Of course hardware support implies some overhead and more complexity. I can see why people would oppose it. But there really is software that would greatly benefit from hardware support.

emjaygee · on Dec 18, 2014

Modern processors can generate different micro-ops depending on whether the flags are observed. In old non-pipelined/non-speculative/non-rewriting processors what you said is true but all bets are off in the world of massively funded x86 processor development.

thesz · on Dec 18, 2014

The trap on overflow will need to compute said overflow flag. Yep, it is not a register. Yep, you still have to compute it. And here you again pay for things that are 1) infrequent and 2) mostly statically inferred.

The Alphas were faster than MIPS due to manual design. Instead of using standard components they laid everything out by hand and they often used domino logic, AFAIK. Classic five stage pipeline MIPS implemented with domino logic can easily get 1GHz (twice as fast as direct synthesis).

Domino logic: http://en.wikipedia.org/wiki/Domino_logic

And software would benefit from static error checking much more than from hardware support for integer overflow.

pslam · on Dec 18, 2014

I am not describing constant checking of overflow. The sticky flag is the OR of any overflow flag between the last flag-clear operation and a speculation pivot.

It does not need evaluating between every operation. In fact in the example I gave (ARM SIMD) the entire point of its design is exactly so that you don't need to incur the latency of the flag generation logic for every operation.

I wouldn't dream of implementing anything quite as deliberately inefficient as what you're describing. We're decades beyond the point of two instructions serially depending on each other.

thesz · on Dec 18, 2014

What I am saying is that for 3% of real use you sacrifice 5%+ performance for all other operations (all 100% of them) and make your future designs much more complex (not 5%).

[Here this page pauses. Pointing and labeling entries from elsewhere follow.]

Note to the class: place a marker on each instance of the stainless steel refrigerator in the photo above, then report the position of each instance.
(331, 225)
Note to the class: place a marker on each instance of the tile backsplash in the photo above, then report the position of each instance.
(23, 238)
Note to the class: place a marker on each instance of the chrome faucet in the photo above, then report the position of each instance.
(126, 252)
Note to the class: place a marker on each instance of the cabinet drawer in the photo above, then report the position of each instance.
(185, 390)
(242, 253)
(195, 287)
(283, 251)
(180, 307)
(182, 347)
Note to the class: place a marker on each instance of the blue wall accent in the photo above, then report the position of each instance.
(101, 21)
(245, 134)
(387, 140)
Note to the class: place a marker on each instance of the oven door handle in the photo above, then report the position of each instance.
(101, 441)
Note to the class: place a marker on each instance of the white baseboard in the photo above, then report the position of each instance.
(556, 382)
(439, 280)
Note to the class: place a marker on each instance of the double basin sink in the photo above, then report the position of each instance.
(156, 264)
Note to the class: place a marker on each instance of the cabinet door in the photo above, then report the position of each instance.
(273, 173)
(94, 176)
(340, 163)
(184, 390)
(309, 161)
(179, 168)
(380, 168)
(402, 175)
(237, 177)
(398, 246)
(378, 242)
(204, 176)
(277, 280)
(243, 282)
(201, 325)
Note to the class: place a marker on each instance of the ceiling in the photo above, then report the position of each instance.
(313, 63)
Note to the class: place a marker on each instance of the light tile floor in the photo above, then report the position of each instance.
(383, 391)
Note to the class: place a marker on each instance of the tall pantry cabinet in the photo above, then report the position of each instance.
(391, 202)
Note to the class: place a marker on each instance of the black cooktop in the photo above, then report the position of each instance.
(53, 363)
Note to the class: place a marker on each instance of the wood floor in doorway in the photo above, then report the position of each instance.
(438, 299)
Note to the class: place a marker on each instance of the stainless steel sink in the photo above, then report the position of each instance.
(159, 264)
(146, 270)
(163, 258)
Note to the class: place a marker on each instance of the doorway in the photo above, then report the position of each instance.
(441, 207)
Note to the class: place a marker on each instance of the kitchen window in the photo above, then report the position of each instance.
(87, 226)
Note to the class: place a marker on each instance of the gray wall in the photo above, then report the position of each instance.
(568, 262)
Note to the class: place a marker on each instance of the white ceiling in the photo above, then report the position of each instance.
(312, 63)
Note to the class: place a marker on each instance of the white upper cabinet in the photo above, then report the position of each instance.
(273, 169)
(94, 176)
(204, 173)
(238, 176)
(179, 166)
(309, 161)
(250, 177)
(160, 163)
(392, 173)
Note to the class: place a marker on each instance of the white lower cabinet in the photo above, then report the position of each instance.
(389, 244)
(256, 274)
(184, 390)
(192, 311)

IF you add overflow checking into hardware, you doing disservice to all your users. Pure and simple.

Hardware always evaluate everything. It is hard to get for software engineer, but it is true. The little overflow flag and scheme for its computation will sit there draining energy all the time.

pslam · on Dec 18, 2014

Intel/AMD already handles flag-setting in this fashion because the vast majority of ALU instructions have a flag side-effect.

There is an additional latency to get flag results. The latency is not paid unless you depend on them. Overwriting is not a dependency.

Other architectures get around the cost altogether by having a separate "set" bit in their ISA, e.g ARM. If you don't want flags modified, then don't specify it, e.g ADD instead of ADDS.

I think you are quite mistaken by multiple orders of magnitude how much power cost it would have, especially when taking into account the rest of the system.

lifthrasiir · on Dec 18, 2014

Yes! John Regehr seriously advocates that [1] and I fully agree to him.

[1] http://blog.regehr.org/archives/1154

solarexplorer · on Dec 18, 2014

Yes, AMD should have added it to x64. It isn't exactly new either. The Alpha's integer instructions had a bit in the instruction word that indicated if an overflow should cause a trap or not. IMHO that is the ideal solution.

thesz · on Dec 18, 2014

No, it is not an ideal solution. It causes decrease in clock frequency for about 10% (or you have to make your design noticeably more complex).

The trap in Alpha ISA was done for MIPS compatibility reasons (Alpha was more or less MIPS assembly compatible).

solarexplorer · on Dec 18, 2014

The sticky overflow bit is useful when you do signal processing with integers. To detect bugs it would be better to have a real exception that indicates which instruction caused the overflow. But to do that you would have to change/extend the instruction set which is rather likely. ARM and AMD missed the change to add this when they migrated to 64bit ISAs.